Avec la prolifération de la plateforme technologique de surveillance Fusus, qui fusionne caméras publiques et privées avec des outils de police prédictive, les débats sur la sécurité publique et la vie privée s’intensifient dans de nombreuses villes américaines.
Dans la petite ville californienne de Rialto, l’officier Mike Martinez connaît par cœur l’emplacement des caméras de surveillance. « Il ne s’agit pas de Big Brother, mais de sécurité publique », déclare-t-il en parcourant la ville à bord de son véhicule de patrouille.
Depuis un an, Martinez s’efforce de convaincre les propriétaires de caméras de surveillance privées de rejoindre un programme municipal permettant à la police d’accéder à ces caméras. En 2019, cette ville de 100 000 habitants a été l’une des premières de la côte ouest à adopter la technologie de Fusus, une entreprise américaine spécialisée dans la sécurité qui facilite l’accès des forces de l’ordre aux caméras de surveillance privées.
En 2022, Fusus a révélé avoir connecté plus de 33 000 caméras dans plus de 2 400 lieux distincts à travers les États-Unis. À Rialto, la police a accès à plus de 150 flux vidéo en direct provenant de restaurants, stations-service et résidences privées, et espère augmenter ce nombre grâce aux efforts de sensibilisation de Martinez et d’autres agents.
Un débat public intense
L’utilisation de la technologie Fusus par les départements de police, les districts scolaires et les shérifs dans plus de 60 villes et comtés à travers une douzaine d’États suscite des débats sur l’équilibre entre sécurité publique et vie privée. Les partisans de ce système affirment qu’il permet aux forces de l’ordre d’avoir une meilleure « conscience situationnelle » et de faciliter la collecte de preuves.
Cependant, les critiques estiment que ce système porte atteinte à la vie privée des résidents et risque d’être utilisé de manière abusive par la police. Nia Sadler, du Triad Abolition Project, qui a milité sans succès contre l’utilisation de la technologie Fusus à Winston-Salem, en Caroline du Nord, affirme que ces systèmes de surveillance sont souvent concentrés dans les quartiers habités par des résidents noirs, exacerbant ainsi les problèmes de surveillance excessive.
Albert Fox Cahn, fondateur du Surveillance Technology Oversight Project à New York, souligne que Fusus aide les petites communautés américaines à imiter les modèles de surveillance des grandes villes, en introduisant des préoccupations majeures en matière de droits civiques et de vie privée.

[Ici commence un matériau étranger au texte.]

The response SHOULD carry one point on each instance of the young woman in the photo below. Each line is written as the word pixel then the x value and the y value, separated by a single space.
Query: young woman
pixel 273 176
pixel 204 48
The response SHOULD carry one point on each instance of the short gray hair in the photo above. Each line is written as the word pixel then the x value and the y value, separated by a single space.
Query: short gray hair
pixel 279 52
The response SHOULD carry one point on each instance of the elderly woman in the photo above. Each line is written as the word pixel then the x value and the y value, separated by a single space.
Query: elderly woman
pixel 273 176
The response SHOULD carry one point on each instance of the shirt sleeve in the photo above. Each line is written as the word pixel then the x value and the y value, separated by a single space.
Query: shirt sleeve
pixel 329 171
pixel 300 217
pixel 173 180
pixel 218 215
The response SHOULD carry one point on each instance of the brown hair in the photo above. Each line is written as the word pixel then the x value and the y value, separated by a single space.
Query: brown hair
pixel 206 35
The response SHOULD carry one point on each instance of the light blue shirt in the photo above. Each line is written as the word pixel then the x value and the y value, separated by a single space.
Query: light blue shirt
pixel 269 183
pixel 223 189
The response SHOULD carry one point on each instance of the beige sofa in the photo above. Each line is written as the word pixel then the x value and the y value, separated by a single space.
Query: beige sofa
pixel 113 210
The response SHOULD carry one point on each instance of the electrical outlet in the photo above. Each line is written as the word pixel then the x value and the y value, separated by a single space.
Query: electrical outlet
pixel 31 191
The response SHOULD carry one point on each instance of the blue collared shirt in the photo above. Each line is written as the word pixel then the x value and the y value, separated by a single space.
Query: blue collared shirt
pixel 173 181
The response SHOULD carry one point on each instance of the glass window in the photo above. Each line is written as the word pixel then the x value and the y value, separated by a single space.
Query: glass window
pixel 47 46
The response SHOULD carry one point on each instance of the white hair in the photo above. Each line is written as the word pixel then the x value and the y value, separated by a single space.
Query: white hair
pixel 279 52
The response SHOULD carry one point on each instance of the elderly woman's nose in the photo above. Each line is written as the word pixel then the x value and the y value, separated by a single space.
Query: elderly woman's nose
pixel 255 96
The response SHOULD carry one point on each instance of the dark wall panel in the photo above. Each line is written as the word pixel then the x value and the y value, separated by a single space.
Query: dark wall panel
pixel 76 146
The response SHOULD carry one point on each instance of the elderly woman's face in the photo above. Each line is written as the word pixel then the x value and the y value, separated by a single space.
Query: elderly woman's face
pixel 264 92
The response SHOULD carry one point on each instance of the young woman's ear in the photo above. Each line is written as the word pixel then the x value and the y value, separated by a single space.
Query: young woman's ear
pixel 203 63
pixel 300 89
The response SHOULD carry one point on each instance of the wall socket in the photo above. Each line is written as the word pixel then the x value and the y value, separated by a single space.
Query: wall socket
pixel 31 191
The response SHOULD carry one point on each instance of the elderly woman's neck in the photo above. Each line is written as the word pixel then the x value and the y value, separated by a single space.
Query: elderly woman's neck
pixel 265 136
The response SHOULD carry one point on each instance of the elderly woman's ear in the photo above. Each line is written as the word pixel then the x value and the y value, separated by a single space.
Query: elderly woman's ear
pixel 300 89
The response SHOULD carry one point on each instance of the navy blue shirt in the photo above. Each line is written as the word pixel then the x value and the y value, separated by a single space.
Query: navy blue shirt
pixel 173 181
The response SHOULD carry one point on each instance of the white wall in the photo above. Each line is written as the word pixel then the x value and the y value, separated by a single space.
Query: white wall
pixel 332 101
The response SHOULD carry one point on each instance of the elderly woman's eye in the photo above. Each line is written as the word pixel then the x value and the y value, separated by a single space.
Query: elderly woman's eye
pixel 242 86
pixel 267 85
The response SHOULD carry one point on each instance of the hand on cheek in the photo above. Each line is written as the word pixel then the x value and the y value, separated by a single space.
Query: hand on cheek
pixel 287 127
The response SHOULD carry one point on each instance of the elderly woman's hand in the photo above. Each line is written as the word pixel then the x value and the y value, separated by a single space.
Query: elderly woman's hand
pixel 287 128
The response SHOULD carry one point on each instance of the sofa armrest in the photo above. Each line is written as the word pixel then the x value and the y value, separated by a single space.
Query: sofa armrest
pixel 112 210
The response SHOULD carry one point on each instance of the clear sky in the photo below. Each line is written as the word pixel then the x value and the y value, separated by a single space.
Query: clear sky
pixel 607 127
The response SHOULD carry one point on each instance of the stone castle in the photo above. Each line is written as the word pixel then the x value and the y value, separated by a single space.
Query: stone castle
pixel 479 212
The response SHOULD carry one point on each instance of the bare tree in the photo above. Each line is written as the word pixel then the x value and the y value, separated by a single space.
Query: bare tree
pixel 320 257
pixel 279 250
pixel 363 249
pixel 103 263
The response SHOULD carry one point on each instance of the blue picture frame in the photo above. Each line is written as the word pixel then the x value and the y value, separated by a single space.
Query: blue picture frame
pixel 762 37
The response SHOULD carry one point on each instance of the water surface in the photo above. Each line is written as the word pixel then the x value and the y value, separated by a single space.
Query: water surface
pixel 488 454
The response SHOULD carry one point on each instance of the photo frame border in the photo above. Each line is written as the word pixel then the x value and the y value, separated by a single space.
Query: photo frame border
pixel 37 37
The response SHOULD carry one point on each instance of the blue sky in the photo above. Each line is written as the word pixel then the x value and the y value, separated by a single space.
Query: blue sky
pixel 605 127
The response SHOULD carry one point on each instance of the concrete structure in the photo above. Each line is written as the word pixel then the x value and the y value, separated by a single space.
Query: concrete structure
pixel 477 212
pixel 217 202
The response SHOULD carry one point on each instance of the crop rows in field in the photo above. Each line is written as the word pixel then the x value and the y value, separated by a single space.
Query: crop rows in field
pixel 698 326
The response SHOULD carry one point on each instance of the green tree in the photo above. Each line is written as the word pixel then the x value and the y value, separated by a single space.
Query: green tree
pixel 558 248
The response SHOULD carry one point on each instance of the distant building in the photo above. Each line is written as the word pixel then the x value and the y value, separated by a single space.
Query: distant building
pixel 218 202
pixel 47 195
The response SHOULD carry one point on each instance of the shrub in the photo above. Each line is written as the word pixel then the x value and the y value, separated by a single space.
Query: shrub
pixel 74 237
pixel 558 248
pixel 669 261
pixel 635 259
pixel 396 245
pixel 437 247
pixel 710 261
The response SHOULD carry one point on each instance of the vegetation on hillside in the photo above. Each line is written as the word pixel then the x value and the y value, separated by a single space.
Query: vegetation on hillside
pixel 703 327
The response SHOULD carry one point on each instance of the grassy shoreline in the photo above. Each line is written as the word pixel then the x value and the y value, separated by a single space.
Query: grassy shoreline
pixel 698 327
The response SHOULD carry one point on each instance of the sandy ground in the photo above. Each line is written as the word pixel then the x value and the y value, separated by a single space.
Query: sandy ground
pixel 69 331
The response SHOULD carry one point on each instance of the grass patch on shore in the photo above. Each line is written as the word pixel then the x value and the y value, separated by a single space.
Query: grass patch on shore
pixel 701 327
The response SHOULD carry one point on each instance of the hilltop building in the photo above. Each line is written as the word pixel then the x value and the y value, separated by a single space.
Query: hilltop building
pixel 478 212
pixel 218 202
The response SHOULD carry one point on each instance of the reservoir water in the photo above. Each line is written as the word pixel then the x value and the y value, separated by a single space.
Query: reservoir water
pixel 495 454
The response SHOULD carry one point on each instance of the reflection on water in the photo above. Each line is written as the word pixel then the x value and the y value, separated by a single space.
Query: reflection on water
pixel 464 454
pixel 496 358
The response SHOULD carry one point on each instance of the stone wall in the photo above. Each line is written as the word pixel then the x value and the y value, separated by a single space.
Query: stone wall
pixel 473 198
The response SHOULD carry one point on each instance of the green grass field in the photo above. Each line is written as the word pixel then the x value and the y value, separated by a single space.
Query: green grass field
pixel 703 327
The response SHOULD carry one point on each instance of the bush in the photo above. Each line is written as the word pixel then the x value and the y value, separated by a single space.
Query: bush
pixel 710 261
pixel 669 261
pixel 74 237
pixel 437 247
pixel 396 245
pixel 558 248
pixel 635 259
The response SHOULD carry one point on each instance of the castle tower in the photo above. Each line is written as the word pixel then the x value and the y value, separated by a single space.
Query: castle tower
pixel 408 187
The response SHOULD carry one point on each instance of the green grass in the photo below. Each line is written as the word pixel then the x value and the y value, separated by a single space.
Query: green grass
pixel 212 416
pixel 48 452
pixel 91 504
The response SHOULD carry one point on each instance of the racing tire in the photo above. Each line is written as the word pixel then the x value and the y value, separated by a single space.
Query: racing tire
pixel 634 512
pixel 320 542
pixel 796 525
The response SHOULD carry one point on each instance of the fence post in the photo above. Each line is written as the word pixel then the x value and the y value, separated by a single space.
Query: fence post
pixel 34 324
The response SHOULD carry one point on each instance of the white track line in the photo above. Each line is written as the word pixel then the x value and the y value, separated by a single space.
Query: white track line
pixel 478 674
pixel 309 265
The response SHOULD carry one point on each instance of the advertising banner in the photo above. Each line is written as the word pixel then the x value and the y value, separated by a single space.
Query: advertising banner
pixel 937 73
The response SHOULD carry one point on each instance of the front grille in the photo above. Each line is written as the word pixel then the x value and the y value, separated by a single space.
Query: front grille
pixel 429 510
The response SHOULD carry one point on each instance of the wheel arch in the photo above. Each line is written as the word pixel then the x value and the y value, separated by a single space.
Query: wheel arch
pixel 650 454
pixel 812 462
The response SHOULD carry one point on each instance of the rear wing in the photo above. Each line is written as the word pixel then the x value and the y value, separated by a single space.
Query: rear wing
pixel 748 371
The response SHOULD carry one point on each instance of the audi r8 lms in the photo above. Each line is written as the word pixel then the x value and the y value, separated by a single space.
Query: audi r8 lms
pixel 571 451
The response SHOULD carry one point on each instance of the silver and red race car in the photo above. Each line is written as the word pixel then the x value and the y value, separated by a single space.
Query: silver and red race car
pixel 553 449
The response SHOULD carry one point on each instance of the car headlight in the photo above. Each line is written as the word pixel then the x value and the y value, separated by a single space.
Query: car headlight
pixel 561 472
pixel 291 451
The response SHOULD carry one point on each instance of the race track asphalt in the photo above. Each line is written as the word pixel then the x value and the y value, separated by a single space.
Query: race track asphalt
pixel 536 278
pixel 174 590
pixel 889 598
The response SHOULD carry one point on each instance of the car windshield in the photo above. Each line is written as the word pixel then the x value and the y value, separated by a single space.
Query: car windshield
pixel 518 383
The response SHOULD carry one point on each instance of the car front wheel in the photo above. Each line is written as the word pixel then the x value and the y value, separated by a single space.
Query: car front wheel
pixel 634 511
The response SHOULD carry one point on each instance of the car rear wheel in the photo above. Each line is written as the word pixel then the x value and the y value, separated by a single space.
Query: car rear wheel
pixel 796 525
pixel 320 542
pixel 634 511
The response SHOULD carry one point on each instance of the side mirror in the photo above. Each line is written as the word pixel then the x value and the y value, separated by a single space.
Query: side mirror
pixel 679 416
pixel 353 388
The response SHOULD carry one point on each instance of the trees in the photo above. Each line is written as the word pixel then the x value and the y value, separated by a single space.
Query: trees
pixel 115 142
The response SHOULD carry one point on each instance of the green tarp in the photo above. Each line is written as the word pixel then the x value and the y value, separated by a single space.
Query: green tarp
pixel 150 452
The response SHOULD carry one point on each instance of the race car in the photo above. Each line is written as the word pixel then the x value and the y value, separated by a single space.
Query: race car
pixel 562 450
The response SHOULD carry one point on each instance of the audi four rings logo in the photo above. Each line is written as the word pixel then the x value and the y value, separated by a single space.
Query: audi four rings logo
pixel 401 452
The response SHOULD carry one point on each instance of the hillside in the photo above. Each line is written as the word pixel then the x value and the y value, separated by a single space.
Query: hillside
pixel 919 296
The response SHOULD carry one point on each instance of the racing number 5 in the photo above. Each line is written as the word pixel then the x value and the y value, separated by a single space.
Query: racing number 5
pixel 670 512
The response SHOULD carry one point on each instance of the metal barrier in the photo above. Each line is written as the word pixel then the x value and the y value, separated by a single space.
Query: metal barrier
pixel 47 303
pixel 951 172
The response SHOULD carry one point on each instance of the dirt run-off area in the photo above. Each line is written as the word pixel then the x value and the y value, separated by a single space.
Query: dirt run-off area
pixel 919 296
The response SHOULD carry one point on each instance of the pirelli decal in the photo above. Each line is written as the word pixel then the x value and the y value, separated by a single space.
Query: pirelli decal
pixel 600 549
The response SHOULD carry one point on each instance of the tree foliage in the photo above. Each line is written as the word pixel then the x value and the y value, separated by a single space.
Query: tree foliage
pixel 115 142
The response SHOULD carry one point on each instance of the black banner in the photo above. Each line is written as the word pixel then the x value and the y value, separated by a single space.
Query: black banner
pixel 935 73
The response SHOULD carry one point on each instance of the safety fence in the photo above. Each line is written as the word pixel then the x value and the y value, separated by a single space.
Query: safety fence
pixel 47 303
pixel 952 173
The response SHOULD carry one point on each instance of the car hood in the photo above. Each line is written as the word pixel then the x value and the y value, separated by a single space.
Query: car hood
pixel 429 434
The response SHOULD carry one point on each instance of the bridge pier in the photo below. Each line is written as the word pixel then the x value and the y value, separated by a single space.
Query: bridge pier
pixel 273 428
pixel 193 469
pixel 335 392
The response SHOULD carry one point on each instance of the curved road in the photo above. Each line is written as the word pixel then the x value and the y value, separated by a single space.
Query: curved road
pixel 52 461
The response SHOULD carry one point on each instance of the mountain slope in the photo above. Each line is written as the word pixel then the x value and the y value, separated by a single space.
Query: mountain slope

Les avantages et les inquiétudes
Fusus affirme que sa technologie fournit une sécurité accrue tout en respectant la vie privée, avec des protections robustes telles que des rapports d’activité qui suivent l’utilisation des outils par la police. Cependant, des documents de formation et des annonces publiques montrent que les villes peuvent intégrer la plateforme Fusus avec d’autres outils de police de données massives, comme les lecteurs automatiques de plaques d’immatriculation, les détecteurs de coups de feu et la police prédictive.
Ces outils permettent à la police de scanner la ville à la recherche de voitures ou de personnes spécifiques, soulevant des inquiétudes quant à la surveillance continue et l’utilisation de technologies prédictives controversées.
L’opinion publique et la législation
Le débat public sur la technologie Fusus varie d’une ville à l’autre. À San Gabriel, en Californie, la technologie a été adoptée sans débat public en 2021, tandis qu’à Columbia, Missouri, la proposition d’adopter Fusus a été rejetée en raison de la résistance communautaire.
Des défenseurs de la vie privée, comme Adam Schwartz de l’Electronic Frontier Foundation (EFF), s’inquiètent de l’impact de ces partenariats entre entreprises et police, qui placent les résidents sous surveillance constante. Maggie Ullman, présidente du comité de l’environnement et de la sécurité publique à Asheville, en Caroline du Nord, justifie l’adoption de Fusus par des pénuries de personnel dans la police locale, mais s’inquiète des implications pour la vie privée.